La standardisation permet au contraire d’assurer un niveau de performance homogène. Des procédures écrites, des consignes précises et des check-lists facilitent le travail quotidien et limitent les oublis.
4. Choisir un emballage inadapté
L’emballage joue un rôle essentiel dans la protection des marchandises. S'il est trop fragile, il peut entraîner des dommages pendant le transport et générer des retours coûteux. S'il est surdimensionné, il nécessite davantage de matériaux de calage et augmente inutilement les frais de transport.
Le choix du conditionnement doit prendre en compte la nature du produit, son poids, ses dimensions et sa fragilité. Un emballage adapté améliore à la fois la protection des marchandises, la rentabilité de votre entreprise et la satisfaction client.
5. Négliger le contrôle qualité avant l’expédition
Le contrôle qualité constitue la dernière étape avant l’envoi de la commande. Pourtant, certaines entreprises la négligent afin de gagner du temps.
Cette vérification permet pourtant de confirmer la conformité de la commande : références produits, quantités, état des marchandises, présence des documents nécessaires et exactitude de l’étiquetage. Un contrôle systématique avant la remise au transporteur réduit considérablement les erreurs de livraison et limite les retours clients.
6. Sous-estimer les délais de préparation
Les pics saisonniers, les promotions commerciales ou les opérations spéciales augmentent fortement le volume de commandes à traiter. Sans anticipation, les équipes risquent d’être débordées.
Pour maintenir un niveau de service satisfaisant, il est important d’évaluer précisément la charge de travail et d’adapter les ressources en conséquence. Une bonne planification permet de respecter les délais annoncés aux clients.
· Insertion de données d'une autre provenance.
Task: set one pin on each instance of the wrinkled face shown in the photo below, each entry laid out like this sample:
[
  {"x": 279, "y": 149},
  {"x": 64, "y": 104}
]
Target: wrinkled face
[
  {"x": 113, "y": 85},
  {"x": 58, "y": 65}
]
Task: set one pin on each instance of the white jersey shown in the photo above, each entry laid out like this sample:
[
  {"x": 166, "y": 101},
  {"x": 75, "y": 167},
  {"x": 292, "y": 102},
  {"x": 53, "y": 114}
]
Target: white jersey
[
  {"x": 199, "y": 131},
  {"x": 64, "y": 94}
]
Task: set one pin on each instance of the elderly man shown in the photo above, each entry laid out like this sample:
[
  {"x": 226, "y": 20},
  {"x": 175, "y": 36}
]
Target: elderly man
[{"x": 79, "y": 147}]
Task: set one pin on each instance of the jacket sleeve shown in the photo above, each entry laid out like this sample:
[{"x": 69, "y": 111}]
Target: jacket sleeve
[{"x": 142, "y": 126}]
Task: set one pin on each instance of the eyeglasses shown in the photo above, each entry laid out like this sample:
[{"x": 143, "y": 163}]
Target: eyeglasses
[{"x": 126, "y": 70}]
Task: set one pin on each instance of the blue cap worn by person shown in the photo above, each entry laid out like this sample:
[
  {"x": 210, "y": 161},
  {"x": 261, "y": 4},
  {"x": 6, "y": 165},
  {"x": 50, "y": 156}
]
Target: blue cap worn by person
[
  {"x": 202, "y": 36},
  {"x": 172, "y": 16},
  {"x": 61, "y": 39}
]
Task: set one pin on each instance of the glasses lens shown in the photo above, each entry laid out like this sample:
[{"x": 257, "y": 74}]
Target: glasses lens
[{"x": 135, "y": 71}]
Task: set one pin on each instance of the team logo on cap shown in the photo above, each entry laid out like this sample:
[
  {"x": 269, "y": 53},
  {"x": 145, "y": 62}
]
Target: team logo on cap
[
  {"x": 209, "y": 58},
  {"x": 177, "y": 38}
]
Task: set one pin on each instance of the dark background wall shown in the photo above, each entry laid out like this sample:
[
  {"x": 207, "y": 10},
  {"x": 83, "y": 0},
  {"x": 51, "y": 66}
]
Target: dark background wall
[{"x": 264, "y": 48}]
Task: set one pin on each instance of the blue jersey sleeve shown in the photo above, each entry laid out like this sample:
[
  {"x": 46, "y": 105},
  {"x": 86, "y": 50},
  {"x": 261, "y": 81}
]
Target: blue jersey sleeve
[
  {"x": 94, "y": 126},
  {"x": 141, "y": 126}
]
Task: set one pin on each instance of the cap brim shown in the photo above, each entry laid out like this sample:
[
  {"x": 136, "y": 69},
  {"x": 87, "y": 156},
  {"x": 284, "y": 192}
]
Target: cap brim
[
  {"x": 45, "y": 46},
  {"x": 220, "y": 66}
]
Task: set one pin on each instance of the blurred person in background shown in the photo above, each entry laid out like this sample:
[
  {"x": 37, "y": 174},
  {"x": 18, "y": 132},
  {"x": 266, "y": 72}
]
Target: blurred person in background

7. Mal étiqueter les colis
Une étiquette incorrecte, incomplète ou illisible complique le traitement du colis par le transporteur. Les conséquences peuvent être importantes : retard, perte ou erreur de livraison.
Pour garantir une traçabilité optimale et réduire ces risques, assurez-vous que chaque colis est correctement identifié avant son départ. La génération automatique des étiquettes à partir des données de commande permet de limiter les erreurs humaines.
8. Organiser le transport au dernier moment
Même lorsque la préparation de commande est parfaitement réalisée, un manque d’anticipation du transport peut compromettre la livraison. Attendre la dernière minute pour réserver un transporteur limite les options disponibles et augmente les délais.
La coordination entre la préparation de commande et l’enlèvement des colis est donc essentielle. Choisir un transporteur réactif permet par ailleurs de gagner en flexibilité et de mieux absorber les variations d’activité.
9. Ne pas suivre les indicateurs de performance
Sans mesure des performances, il est difficile d’identifier les points de blocage et les opportunités d’amélioration.
Plusieurs indicateurs sont particulièrement utiles : le taux d’erreur, le temps moyen de préparation, le taux de commandes conformes, le coût par commande, ou encore le taux de retour. Le suivi de ces informations permet de détecter rapidement les dysfonctionnements et d’engager des actions correctives. Une démarche d’amélioration continue contribue à renforcer la qualité du service et la rentabilité de votre activité.
10. Négliger la communication entre l’entrepôt et le transporteur
La qualité de la livraison dépend également de la circulation des informations entre les différents acteurs de la chaîne logistique. Des horaires d’enlèvement mal communiqués ou l’absence de consignes spécifiques concernant certaines marchandises peuvent provoquer des retards et des erreurs.
À l’inverse, une communication fluide entre l’entrepôt et le transporteur facilite l’organisation des expéditions et améliore le suivi des colis jusqu’aux destinataires.
En évitant ces erreurs courantes et en appliquant ces bonnes pratiques, vous améliorerez la fiabilité de vos expéditions et offrirez une meilleure expérience à vos clients.